Combination Antidepressant Therapy in Clinical Practice

While it is not uncommon for patients to be taking two antidepressants simultaneously, this practice should only be implemented with a clear rationale and under close supervision, as there is limited evidence supporting the use of two antidepressants as an initial treatment approach or specific endpoint for treatment. 1

Prevalence and Clinical Scenarios

• Combination antidepressant therapy is relatively common in treatment-resistant depression (TRD), with approximately 60% of patients receiving augmentation and/or combination strategies in some clinical settings 2
• The most common scenarios for antidepressant combinations include:
  • During transition periods when switching from one antidepressant to another 1
  • For treatment-resistant depression when monotherapy has failed 1, 3
  • For treating multiple concurrent disorders (e.g., depression with anxiety) 1
  • For augmentation to address specific symptom profiles 1

Evidence Base for Combination Therapy

• Current guidelines indicate limited empirical support for combining medications from the same class (e.g., two SSRIs or two SNRIs) 1
• For treatment-resistant OCD, evidence supports augmentation strategies including:
  • Adding an antipsychotic to an SSRI 1
  • Combining an SSRI with clomipramine (a tricyclic antidepressant) 1
• For treatment-resistant depression, some evidence supports combinations such as:
  • SSRI plus bupropion (which has a different mechanism of action) 4
  • SSRI plus mirtazapine 5

Safety Considerations and Risks

• The most serious risk of combining serotonergic antidepressants is serotonin syndrome, which can be life-threatening 1
• Particular caution is required when combining:
  • Any antidepressant with MAOIs (generally contraindicated) 1, 6, 7
  • Two or more serotonergic drugs (SSRIs, SNRIs, tricyclics) 1
  • Antidepressants with other medications that affect serotonin (triptans, tramadol, St.

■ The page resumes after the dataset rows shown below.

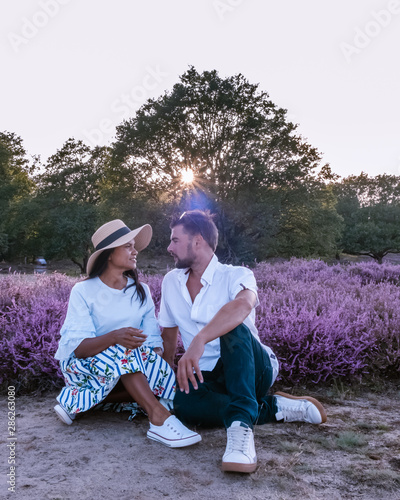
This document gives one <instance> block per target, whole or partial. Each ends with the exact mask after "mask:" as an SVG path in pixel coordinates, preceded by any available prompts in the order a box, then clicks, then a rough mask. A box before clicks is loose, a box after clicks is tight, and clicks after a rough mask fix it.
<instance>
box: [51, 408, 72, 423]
mask: <svg viewBox="0 0 400 500" xmlns="http://www.w3.org/2000/svg"><path fill="white" fill-rule="evenodd" d="M54 410H55V412H56V413H57V416H58V418H59V419H60V420H61V421H62V422H64V424H67V425H71V424H72V423H73V420H72V419H71V418H70V417H69V415H68V413H67V412H66V411H65V410H64V409H63V408H61V406H60V405H56V406H55V407H54Z"/></svg>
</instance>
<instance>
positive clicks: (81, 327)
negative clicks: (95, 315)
mask: <svg viewBox="0 0 400 500" xmlns="http://www.w3.org/2000/svg"><path fill="white" fill-rule="evenodd" d="M60 333H61V338H60V341H59V344H58V349H57V352H56V354H55V355H54V357H55V359H58V360H63V359H68V358H69V357H70V356H71V354H72V353H73V352H74V351H75V349H76V348H77V347H78V346H79V344H80V343H81V342H82V340H85V339H87V338H93V337H96V328H95V326H94V324H93V319H92V317H91V315H90V310H89V307H88V304H87V303H86V301H85V299H84V297H83V296H82V295H81V293H80V291H79V290H78V289H77V288H76V287H74V288H72V290H71V295H70V297H69V302H68V310H67V315H66V317H65V321H64V324H63V326H62V328H61V331H60Z"/></svg>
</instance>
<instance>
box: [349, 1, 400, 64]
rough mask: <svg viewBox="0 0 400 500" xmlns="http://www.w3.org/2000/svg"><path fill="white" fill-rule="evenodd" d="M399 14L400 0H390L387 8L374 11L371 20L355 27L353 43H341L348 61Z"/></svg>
mask: <svg viewBox="0 0 400 500" xmlns="http://www.w3.org/2000/svg"><path fill="white" fill-rule="evenodd" d="M399 14H400V0H390V1H389V3H388V4H387V6H386V8H384V9H381V10H378V11H372V12H371V18H370V20H369V21H368V22H366V23H365V25H364V26H363V27H362V28H360V27H359V26H357V27H356V28H355V30H354V35H353V40H352V43H347V42H342V43H341V44H340V49H341V51H342V53H343V55H344V58H345V59H346V61H347V63H350V62H351V61H352V59H353V57H354V56H356V55H358V54H360V53H361V52H362V51H363V50H364V49H366V48H367V47H368V46H369V45H370V43H371V42H372V40H373V39H374V38H376V37H378V36H379V35H380V34H381V33H382V31H383V30H384V29H385V28H387V27H388V26H389V25H390V24H391V22H392V21H393V19H394V18H395V17H396V16H398V15H399Z"/></svg>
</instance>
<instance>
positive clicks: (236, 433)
mask: <svg viewBox="0 0 400 500" xmlns="http://www.w3.org/2000/svg"><path fill="white" fill-rule="evenodd" d="M227 432H228V448H229V451H240V452H242V453H245V452H246V451H247V450H248V447H249V442H250V438H251V434H252V431H251V429H250V428H249V427H241V426H240V427H234V428H232V429H231V428H230V429H228V431H227Z"/></svg>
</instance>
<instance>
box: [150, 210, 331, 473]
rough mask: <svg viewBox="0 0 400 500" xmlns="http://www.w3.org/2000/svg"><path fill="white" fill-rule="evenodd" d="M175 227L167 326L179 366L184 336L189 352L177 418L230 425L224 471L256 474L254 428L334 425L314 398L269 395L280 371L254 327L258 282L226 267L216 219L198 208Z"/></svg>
mask: <svg viewBox="0 0 400 500" xmlns="http://www.w3.org/2000/svg"><path fill="white" fill-rule="evenodd" d="M170 227H171V230H172V232H171V243H170V245H169V247H168V251H169V252H170V254H171V255H172V256H173V257H174V260H175V265H176V269H174V270H173V271H170V272H169V273H168V274H167V275H166V276H165V278H164V281H163V284H162V298H161V309H160V314H159V322H160V325H161V326H162V327H163V335H162V336H163V339H164V357H165V359H166V360H167V361H168V362H169V363H170V364H172V362H173V357H174V354H175V350H176V342H177V334H178V330H179V332H180V334H181V337H182V342H183V345H184V348H185V351H186V352H185V354H184V355H183V356H182V358H181V359H180V360H179V363H178V372H177V381H178V384H179V389H178V391H177V393H176V396H175V399H174V408H175V412H176V415H177V417H178V418H179V419H180V420H182V421H183V422H185V423H189V424H192V425H205V426H225V427H226V429H227V446H226V450H225V454H224V456H223V458H222V470H225V471H236V472H253V471H254V470H255V469H256V467H257V457H256V452H255V448H254V437H253V431H252V428H253V425H255V424H264V423H267V422H275V421H280V420H282V421H286V422H293V421H303V422H309V423H314V424H319V423H322V422H325V421H326V413H325V410H324V408H323V407H322V405H321V404H320V403H319V402H318V401H317V400H315V399H313V398H310V397H302V398H299V397H294V396H290V395H288V394H284V393H276V394H275V395H274V396H272V395H268V391H269V389H270V387H271V386H272V384H273V383H274V381H275V379H276V376H277V374H278V370H279V365H278V361H277V359H276V357H275V355H274V353H273V352H272V350H271V349H270V348H269V347H267V346H263V345H262V344H261V342H260V339H259V337H258V333H257V329H256V328H255V326H254V322H255V309H254V308H255V307H256V306H257V305H258V296H257V285H256V281H255V278H254V275H253V272H252V271H251V270H250V269H247V268H245V267H238V266H230V265H224V264H221V263H219V262H218V259H217V257H216V256H215V254H214V252H215V249H216V247H217V243H218V230H217V228H216V226H215V224H214V221H213V218H212V216H211V215H210V214H209V213H208V212H202V211H200V210H192V211H189V212H185V213H184V214H183V215H182V216H181V217H180V218H179V219H178V220H175V221H173V222H172V224H171V226H170Z"/></svg>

John's wort) 6, 7
• Drug-drug interactions may occur through:
  • Pharmacokinetic interactions (one drug affecting the metabolism of another) 1, 7
  • Pharmacodynamic interactions (additive or synergistic effects) 1, 7

Clinical Decision-Making Algorithm

1. First-line approach: Start with antidepressant monotherapy 1

   • Allow adequate trial (8-12 weeks) at therapeutic doses 1
   • Monitor for response and side effects 1

2. If inadequate response to first antidepressant:

   • Consider switching to a different antidepressant 1
   • Consider higher doses within the therapeutic range 1
   • Consider augmentation with psychotherapy (particularly CBT) 1

3. For treatment-resistant cases (failed 2+ adequate trials):

   • Consider evidence-based augmentation strategies with medications having different mechanisms:
     • SSRI + bupropion 5, 4
     • SSRI + mirtazapine 5
     • SSRI + antipsychotic (for certain conditions) 1
   • Avoid combining two medications from the same class (e.g., two SSRIs) 1

4. When implementing combination therapy:

   • Develop a clear treatment and monitoring plan 1
   • Educate patient about potential risks and benefits 1
   • Start the second agent at a low dose and titrate slowly 1
   • Monitor closely for adverse effects, particularly in the first 24-48 hours after dosage changes 1

Common Pitfalls to Avoid

• Combining antidepressants without a clear rationale or evidence base 1
• Using combinations based solely on theoretical neurotransmitter effects without clinical evidence 1
• Failing to monitor for drug-drug interactions 1, 7
• Not having a plan for discontinuation if the combination proves ineffective or causes adverse effects 1
• Combining MAOIs with other antidepressants without extreme caution and expertise 1, 3

In conclusion, while combination antidepressant therapy is not uncommon in clinical practice, particularly for treatment-resistant cases, it should be approached with caution, clear rationale, and close monitoring due to the increased risk of adverse effects and limited supporting evidence compared to monotherapy approaches.